Kisah hidup. Semua orang memiliki perjalanan. Serba-serbi perjalanan hidup. Sadar maupun tidak itu sudah terlalui. Bagaikan air yang mengalir. Mungkin itulah perjalanan hidup yang terjadi.

Kisahmu. Ada lika-liku disana. Lembah dan pegunungan pernah dilalui. Aku memandangnya dari kejauhan. Lembah yang curam dan gunung yang terjal. Terlihat dirimu begitu berat berjalan. Menghela nafas. Hanya itu yang bisa dilakukan. Aku hanya penonton setia. Memandang, itu saja. Komentator setia atas cuplikan peristiwa. Bagiku hanyalah iklan yang berjalan. Dilihat hanya sepintas. Begitu hilang semua sudah terlepas. Cukup tahu saja. Dibubuhi sedikit perasaan. Itulah bentuk simpatiku.

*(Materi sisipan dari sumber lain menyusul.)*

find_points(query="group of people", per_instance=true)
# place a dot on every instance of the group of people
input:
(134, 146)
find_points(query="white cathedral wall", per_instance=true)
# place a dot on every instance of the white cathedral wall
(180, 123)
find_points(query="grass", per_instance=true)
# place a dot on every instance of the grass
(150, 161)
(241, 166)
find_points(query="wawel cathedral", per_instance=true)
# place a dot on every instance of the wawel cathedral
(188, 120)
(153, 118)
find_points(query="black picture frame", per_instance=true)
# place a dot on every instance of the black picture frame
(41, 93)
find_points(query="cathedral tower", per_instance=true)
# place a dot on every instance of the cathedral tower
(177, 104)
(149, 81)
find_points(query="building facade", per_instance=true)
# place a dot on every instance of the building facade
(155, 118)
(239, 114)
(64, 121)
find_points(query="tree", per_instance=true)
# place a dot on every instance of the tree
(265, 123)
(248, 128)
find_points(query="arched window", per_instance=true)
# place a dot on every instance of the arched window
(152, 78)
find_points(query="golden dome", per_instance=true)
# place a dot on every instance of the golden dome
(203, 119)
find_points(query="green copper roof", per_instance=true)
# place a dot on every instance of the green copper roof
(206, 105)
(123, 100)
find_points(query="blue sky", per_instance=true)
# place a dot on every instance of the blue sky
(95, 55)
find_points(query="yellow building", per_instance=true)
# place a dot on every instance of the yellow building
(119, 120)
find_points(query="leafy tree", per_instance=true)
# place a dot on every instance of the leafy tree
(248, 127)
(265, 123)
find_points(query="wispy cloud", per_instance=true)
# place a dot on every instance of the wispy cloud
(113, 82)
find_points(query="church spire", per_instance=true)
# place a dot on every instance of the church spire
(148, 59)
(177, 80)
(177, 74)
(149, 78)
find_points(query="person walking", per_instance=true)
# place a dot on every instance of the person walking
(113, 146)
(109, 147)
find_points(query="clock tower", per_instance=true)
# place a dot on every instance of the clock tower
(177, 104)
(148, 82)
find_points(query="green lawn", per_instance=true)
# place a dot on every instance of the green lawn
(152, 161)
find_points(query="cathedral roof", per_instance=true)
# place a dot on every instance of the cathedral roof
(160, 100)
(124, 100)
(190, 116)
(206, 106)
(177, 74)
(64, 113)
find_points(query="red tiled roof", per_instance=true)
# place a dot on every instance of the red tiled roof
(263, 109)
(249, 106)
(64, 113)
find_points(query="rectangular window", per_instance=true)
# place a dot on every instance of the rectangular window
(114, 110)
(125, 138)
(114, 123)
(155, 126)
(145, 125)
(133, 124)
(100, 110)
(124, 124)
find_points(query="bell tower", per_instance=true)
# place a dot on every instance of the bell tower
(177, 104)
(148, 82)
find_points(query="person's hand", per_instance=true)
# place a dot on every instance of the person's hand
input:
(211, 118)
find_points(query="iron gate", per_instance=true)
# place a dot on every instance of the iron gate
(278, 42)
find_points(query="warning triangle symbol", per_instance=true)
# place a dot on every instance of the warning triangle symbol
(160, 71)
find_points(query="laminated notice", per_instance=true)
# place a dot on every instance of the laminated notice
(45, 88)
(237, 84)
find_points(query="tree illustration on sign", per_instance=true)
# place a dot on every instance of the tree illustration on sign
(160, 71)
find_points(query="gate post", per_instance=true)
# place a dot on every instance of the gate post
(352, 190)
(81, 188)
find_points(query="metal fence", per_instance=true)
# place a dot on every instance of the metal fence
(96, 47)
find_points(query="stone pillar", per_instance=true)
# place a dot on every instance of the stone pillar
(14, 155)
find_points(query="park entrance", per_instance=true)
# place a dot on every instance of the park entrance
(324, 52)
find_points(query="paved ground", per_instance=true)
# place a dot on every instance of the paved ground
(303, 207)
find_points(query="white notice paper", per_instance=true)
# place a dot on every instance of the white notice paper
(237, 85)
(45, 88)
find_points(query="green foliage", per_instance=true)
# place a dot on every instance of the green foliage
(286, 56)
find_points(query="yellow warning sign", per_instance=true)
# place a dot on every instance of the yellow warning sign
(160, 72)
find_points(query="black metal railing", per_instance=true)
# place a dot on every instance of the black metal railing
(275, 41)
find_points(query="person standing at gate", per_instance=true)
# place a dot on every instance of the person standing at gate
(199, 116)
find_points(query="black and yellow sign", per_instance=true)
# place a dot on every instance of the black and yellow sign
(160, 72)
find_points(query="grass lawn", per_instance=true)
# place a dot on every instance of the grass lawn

Apakah laut ini selalu bergelombang? Tak bisakah goncangan itu ritmenya di perlambat? Itu bukan kuasa kita. Gelombang ini terlalu berat. Berpegang erat. Hantaman semakin kuat. Apa yang harus dilakukan? Nahkoda mulai rapuh. Kendali nahkoda terlihat lunglai. Awak kapal mulai lelah. Mual dan pusing itu yang dirasa. Seolah berkata tak sanggup namun takut. Awak kapal berusaha sekuat tenaga. Lelah..tumbang dan menyerah.

Kegetiran merasuk dalam diri nahkoda. Parah. Dua cobaan harus dilalui. Belum tuntas misi menaklukkan gelombang. Awak kapal telah tumbang. Siapakah yang mengatur layar? Nahkoda mulai berpikir. Segala akal dan daya dicurahkan. Semua tenaga yang ia punya digunakan. Tepar, awak kapal tak berdaya. Berikan waktu itu yang difikirkan nahkoda. Berharap berjalannya waktu awak kapal akan kembali tegap.

Ditengah hempasan cobaan ada keberkahan. Nahkoda melihat ada kapal yang hendak melintas. Nahkoda meminta bantuan. Awak kapal sebrang datang menolong. Kegusaran hati nahkoda bisa terobati.

Empati akan situasi. Sungguh pelik kondisinya. Rasa ingin menolong dan berbagi derita awak perahu seberang. Tak berfikir lama, ikut andil akan nasib nahkoda. Semoga gelombang itu makin mengecil. Sungguh berat deritamu hai nahkoda.